Tesla: Stock Rallies on China Full Self-Driving Approval

This approval reduces the risk that consumers in China will choose another vehicle.

Seth Goldstein, CFA 25 March, 2025 | 9:29AM
Facebook Twitter LinkedIn

JANUARY 25th 2024: Tesla, Inc. stock shares plummet after fourth quarter earnings report miss and warnings of lower production growth rate. - File Photo by: zz/STRF/STAR MAX/IPx 2021 5/15/21 The Tesla Automobile dealership on May 15, 2021 in Downtown Manhattan, New York City. (NYC)

Morningstar’s Metrics for Tesla


Tesla TSLA announced it completed regulatory approval for its autonomous driving assistance software. The firm’s stock was up 10% at the time of writing on the news.

Why it matters: Tesla’s electric vehicle competitors in China are launching their own Level 2 autonomous driving systems (wherein the vehicle assists drivers with steering and acceleration or deceleration).

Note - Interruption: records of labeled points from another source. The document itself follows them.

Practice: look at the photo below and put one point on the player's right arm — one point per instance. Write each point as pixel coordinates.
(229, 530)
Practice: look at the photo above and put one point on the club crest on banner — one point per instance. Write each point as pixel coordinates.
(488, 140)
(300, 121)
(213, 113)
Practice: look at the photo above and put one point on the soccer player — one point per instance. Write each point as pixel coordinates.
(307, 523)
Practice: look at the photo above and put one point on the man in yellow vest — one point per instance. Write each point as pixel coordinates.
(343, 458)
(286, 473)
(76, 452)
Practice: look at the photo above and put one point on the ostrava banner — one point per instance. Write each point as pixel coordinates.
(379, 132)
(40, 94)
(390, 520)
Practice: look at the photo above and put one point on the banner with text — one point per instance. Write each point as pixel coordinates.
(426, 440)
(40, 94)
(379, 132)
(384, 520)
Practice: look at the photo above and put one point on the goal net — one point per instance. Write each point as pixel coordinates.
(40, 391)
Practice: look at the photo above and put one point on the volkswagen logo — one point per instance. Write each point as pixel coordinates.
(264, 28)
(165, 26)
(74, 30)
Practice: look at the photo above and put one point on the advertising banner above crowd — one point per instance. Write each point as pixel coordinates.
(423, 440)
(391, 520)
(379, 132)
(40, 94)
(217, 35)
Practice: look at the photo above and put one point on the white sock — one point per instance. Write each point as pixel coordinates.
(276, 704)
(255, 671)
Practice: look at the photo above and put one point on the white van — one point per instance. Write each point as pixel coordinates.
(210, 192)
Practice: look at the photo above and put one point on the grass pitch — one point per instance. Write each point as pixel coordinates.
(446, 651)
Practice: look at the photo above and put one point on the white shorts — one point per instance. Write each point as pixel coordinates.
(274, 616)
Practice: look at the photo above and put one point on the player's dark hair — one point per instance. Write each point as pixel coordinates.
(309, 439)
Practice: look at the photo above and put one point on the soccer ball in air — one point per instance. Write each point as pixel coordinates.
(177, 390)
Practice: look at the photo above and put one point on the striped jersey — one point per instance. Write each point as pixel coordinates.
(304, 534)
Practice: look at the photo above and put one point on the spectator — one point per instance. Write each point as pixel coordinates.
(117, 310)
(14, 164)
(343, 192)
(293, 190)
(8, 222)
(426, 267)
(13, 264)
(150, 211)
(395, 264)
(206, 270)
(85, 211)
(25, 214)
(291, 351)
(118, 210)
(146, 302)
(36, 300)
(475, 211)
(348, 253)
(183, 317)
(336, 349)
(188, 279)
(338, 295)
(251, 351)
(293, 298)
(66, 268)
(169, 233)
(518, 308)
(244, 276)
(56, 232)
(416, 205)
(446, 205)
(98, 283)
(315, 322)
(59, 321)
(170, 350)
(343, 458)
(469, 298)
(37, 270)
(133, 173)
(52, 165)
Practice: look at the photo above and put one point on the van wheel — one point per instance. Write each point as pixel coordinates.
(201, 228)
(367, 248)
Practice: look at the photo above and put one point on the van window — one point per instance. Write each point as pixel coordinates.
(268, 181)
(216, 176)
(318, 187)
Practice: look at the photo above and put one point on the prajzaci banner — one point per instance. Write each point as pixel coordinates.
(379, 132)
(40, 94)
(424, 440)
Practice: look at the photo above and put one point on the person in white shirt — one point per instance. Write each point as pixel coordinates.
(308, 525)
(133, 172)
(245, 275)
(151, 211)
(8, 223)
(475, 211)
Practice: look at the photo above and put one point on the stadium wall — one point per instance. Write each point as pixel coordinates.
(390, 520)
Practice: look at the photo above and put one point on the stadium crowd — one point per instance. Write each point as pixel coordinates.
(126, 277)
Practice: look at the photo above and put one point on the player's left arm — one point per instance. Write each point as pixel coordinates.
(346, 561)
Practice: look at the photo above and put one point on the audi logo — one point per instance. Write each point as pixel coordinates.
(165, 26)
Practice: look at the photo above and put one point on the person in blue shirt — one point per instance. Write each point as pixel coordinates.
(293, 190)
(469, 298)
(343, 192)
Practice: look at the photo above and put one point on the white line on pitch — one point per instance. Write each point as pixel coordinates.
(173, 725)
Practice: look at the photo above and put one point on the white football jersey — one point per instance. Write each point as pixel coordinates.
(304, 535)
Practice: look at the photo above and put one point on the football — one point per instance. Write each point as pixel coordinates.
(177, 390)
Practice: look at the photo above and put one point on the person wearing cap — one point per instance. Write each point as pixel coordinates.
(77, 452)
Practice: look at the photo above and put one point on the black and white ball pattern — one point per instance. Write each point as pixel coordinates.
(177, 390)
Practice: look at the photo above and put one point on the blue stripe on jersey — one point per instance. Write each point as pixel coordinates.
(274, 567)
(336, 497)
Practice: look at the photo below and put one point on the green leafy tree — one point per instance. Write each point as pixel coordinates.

Tesla FSD software’s approval reduces the risk that consumers in China will choose another vehicle over the technology. This should help Tesla improve deliveries in China, which fell during the first two months of the year.

The bottom line: We maintain our fair value estimate of $250 per share. At current prices, we view Tesla shares as fairly valued, with the stock trading a little above our fair value estimate but in 3-star territory. We recommend investors wait for the stock to offer a margin of safety before considering an entry point.

Big picture: Tesla’s FSD approval should help improve near-term deliveries in China. However, in other markets, Tesla charges a monthly subscription fee for the use of the software. This is in contrast to competitor BYD, which offers its Level 2 autonomous driving software for free.

As Tesla has only received approval for its Level 2 FSD software, we question whether consumers are willing to pay a monthly subscription fee for software that may only be marginally better than BYD’s free version.

Eventually, Tesla may have to cut its FSD price in China. While FSD would still drive deliveries in China, a lower price would reduce Tesla’s total addressable market there.


The author or authors do not own shares in any securities mentioned in this article. Find out about Morningstar's editorial policies.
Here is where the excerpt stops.